What does it mean to try to plan for wars two decades in the future?
This was a daunting task that faced the crafters of the defence white paper, which lays out a vision of an Australian military “Force 2030”. As an American reading from afar, I find myself in great agreement with its perspective of a dynamic world that features a diverse array of both real and potential threats. It also carries a striking underlying message of an emerging geopolitical reality, that Asia is becoming a more dangerous neighbourhood, one in which America and Australia may well be leaning on each other more than ever.
Trying to figure out the political and economic trends that will shape this world of tomorrow makes defence policy planning difficult enough. But one of the challenges in security studies, and one that the white paper also suffers from, is the blinkers we often put on when it comes to technological trends.
An amazing revolution is ongoing around us, especially in war. The US military went into Iraq in 2003 with a handful of unmanned planes. There are now more than 7000 robotic drones in its inventory. In 2003, the invasion force had no ground robotics. Today there are roughly 12,000 on the ground. And the latest models of our robots give new meaning to the technology industry term “killer application”, as they now come with a lethal armoury of missiles, rockets, and machine-guns.
Robots and war sounds like “mere science fiction”, as one analyst put it to me. But that is the same way people once looked at the tank and the atomic bomb, and the raw numbers show that it is the reality we face already. Peering forward, one US Air Force lieutenant-general forecast that given the growth trends, we would soon be talking about using tens of thousands of robots in our not-so-distant conflicts. But in 2030, it won’t be tens of thousands of today’s robots, but tens of thousands of tomorrow’s robots, with far different capabilities. The Predator drones and Packbots (a ground robot made by iRobot, the same company that makes the Roomba vacuum cleaner) we already use today are just the first generation. They are the Wright brothers’ Flyer and Model T Ford compared to what is already in the prototype stage.
Remember, one of the rules when it comes to technology is Moore’s law, that the computing power that can fit on a microchip doubles just under every two years. If this trend holds true, as it has for the past several decades, Australia’s Force 2030 will be operating in a world in which our information technology will be a billion times more powerful than today. Notably, this isn’t an amorphous “billion”, as Dr Evil would pontificate in the movie Austin Powers, but literally taking the power of our current computers multiplying it by 1,000,000,000. But imagine if that law doesn’t hold true, and Moore’s Law works out at only a hundredth of its past pace. Then the computers that power robots in the era of Force 2030 will only be a mere 1,000,000 times more powerful.

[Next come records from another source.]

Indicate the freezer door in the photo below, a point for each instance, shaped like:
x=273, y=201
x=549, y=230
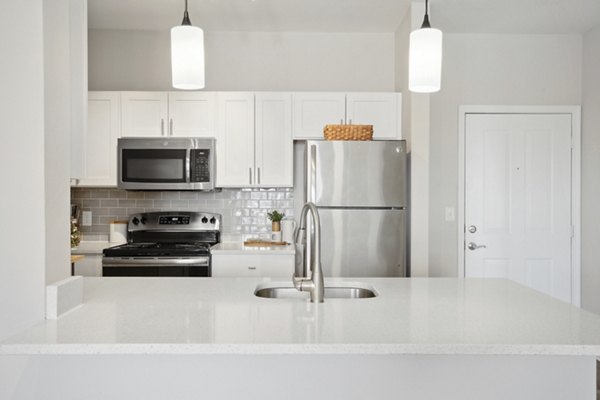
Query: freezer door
x=363, y=243
x=356, y=174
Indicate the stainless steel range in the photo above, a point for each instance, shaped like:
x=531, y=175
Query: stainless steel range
x=170, y=243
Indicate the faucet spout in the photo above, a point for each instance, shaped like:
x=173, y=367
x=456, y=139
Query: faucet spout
x=315, y=284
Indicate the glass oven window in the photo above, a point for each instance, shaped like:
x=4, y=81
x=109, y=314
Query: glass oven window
x=154, y=165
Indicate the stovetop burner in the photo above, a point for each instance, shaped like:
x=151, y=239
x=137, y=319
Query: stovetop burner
x=169, y=234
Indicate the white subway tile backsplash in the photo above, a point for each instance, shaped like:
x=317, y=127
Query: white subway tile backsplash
x=244, y=211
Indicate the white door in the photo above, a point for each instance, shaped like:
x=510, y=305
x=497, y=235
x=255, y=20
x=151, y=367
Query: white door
x=235, y=139
x=100, y=140
x=382, y=110
x=518, y=199
x=274, y=144
x=144, y=114
x=192, y=114
x=312, y=111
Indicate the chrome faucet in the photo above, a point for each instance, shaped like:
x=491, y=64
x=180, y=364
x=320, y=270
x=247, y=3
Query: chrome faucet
x=314, y=284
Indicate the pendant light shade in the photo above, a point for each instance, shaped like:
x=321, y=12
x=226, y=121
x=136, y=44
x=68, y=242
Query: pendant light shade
x=425, y=58
x=187, y=55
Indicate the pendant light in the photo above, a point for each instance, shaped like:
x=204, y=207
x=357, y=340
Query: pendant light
x=425, y=58
x=187, y=55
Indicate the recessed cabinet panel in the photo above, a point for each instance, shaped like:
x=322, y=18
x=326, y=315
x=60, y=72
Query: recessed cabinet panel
x=382, y=110
x=274, y=144
x=312, y=111
x=235, y=139
x=144, y=114
x=100, y=140
x=192, y=114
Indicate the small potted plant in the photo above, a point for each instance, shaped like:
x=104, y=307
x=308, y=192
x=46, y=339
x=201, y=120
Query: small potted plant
x=275, y=217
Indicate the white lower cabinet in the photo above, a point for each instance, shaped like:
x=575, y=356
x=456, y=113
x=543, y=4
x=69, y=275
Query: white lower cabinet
x=253, y=265
x=91, y=265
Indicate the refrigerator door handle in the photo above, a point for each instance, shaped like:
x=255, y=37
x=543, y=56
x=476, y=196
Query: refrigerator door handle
x=313, y=174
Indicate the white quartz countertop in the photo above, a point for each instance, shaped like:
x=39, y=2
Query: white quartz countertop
x=92, y=247
x=238, y=248
x=222, y=316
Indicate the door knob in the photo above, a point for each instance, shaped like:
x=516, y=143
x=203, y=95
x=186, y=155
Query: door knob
x=474, y=246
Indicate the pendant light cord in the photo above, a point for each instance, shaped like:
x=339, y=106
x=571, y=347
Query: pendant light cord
x=186, y=17
x=426, y=23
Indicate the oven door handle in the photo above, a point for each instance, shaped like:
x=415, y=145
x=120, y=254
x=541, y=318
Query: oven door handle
x=155, y=262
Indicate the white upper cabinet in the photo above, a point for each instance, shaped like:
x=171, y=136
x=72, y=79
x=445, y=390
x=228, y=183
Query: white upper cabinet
x=273, y=140
x=254, y=141
x=192, y=114
x=312, y=111
x=235, y=139
x=382, y=110
x=99, y=142
x=144, y=114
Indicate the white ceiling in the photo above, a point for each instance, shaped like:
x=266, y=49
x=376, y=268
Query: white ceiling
x=458, y=16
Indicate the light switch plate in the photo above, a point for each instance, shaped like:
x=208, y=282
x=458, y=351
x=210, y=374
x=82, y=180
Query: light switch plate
x=86, y=218
x=449, y=214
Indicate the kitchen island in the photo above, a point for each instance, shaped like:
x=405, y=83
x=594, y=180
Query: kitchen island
x=419, y=339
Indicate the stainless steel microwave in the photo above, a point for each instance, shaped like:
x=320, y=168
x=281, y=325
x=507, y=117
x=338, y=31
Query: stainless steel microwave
x=166, y=163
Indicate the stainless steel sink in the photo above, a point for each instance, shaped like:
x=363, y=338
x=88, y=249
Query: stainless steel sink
x=330, y=293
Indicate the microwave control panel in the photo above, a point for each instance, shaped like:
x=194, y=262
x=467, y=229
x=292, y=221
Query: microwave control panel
x=200, y=165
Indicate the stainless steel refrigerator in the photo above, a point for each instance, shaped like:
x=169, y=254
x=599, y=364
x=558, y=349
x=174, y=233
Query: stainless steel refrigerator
x=360, y=190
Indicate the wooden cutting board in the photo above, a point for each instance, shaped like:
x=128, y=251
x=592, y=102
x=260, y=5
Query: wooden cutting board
x=261, y=243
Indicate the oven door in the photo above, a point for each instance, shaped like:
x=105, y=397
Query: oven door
x=151, y=266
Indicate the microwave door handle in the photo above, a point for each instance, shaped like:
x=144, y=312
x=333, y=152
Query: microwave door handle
x=188, y=161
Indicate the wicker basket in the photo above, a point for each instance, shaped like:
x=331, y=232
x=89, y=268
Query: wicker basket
x=348, y=132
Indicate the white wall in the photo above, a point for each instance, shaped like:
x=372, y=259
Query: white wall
x=590, y=156
x=22, y=166
x=140, y=60
x=489, y=70
x=57, y=96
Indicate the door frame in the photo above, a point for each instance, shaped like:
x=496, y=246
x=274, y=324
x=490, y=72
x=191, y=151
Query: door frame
x=575, y=112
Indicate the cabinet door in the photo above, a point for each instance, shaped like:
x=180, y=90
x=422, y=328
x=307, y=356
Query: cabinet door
x=192, y=114
x=235, y=139
x=100, y=140
x=312, y=111
x=253, y=265
x=144, y=114
x=382, y=110
x=273, y=140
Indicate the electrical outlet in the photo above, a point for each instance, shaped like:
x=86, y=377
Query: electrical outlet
x=86, y=218
x=449, y=214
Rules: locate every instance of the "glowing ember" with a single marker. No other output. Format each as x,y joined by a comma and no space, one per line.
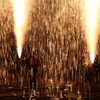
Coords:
91,19
19,50
20,21
92,57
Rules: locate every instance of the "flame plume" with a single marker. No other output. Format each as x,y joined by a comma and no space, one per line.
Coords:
20,22
91,19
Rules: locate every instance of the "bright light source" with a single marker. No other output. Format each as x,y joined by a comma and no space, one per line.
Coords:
92,57
91,12
19,50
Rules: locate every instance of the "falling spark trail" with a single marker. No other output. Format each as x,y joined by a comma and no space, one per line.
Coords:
91,18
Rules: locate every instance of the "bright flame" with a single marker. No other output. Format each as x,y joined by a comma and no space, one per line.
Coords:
19,50
91,19
92,57
20,21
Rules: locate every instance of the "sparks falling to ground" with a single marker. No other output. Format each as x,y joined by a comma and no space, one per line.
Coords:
91,19
20,21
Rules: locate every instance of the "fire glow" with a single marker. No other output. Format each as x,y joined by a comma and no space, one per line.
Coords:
91,18
20,22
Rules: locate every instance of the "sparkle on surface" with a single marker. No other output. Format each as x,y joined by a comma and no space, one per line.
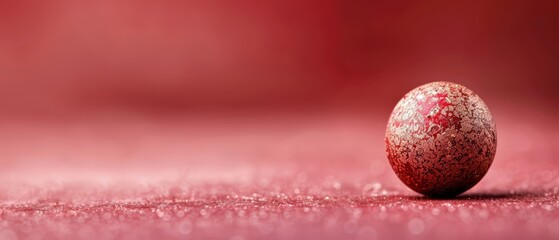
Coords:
303,181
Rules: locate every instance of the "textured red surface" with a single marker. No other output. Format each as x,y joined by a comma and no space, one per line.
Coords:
199,119
322,177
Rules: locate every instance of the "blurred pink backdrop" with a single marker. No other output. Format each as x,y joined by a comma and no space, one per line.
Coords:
154,57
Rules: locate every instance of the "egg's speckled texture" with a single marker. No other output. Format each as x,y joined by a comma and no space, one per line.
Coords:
441,139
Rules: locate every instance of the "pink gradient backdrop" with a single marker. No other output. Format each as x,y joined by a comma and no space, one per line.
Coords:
65,57
144,102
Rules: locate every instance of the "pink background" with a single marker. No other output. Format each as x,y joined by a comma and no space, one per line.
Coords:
111,103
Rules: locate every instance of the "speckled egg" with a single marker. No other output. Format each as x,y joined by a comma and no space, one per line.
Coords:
441,139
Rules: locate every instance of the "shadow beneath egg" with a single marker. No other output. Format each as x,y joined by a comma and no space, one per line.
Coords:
477,196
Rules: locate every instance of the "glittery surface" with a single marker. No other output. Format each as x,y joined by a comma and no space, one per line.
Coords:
323,177
441,139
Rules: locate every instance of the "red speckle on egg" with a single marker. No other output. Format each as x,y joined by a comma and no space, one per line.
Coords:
441,139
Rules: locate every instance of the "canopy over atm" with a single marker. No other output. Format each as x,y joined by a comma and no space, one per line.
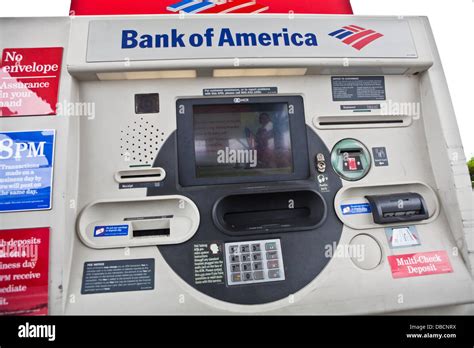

This revolution is by no means an American-only affair. There are 43 countries working on military robotics today, from Britain and Japan to China, India, Russia, Pakistan, and Iran. And yes, Australia is entering the robotics revolution as well, from the Brisbane airport breaking ground on a robotic drone facility to the UAV Challenge — Outback Rescue, in which robots built by Australian high school and college students will compete to find a lost bush walker in the vast outback.
Yet, it is interesting that in a white paper that plans a force out to the year 2030, this amazing revolution of unmanned systems gets short shrift. Other than a discussion of buying a mere seven high-altitude drones, to supplement the manned maritime patrol aircraft, (essentially talking about Australia one day buying the capabilities of the US Air Force’s Global Hawk type drone, a remarkable system, but one which is already almost 10 years old), this revolution isn’t mentioned. For example, there is no discussion of mixing into the force the current or next generation of drones used in reconnaissance and air strike missions (like the Predator class), which generals in Afghanistan and Iraq describe as their most valuable of all weapons used today, and which are already at the prototype stage for stealthy, longer-range versions. By comparison, the centerpiece of the plan in the air is the commitment to buy 100 F-35 Joint Strike Fighters. This is a worthy manned plane, but one that was conceived in the 1980s, is still not ready for deployment, with Australia not to receive the last planned lot of until the mid-2020s.
I am no Pollyanna on robotics. Indeed, my new book is as much about how our new machines offer incredible, near science fiction-like capabilities, but they also bring in terrible new quandaries. They can strike further and faster at less risk, but in doing so, they also threaten to make war more likely (something we may be seeing now with the drone strikes into Pakistan) and diffuse accountability.
Rather my essential point is this: in planning for the future, we should not ignore the technological trends that are already in action. If we were back in 1909, planning for Force 1930, it would be a shame only to talk about the horse cavalry, and not take notice also of the machine-gun or aeroplane.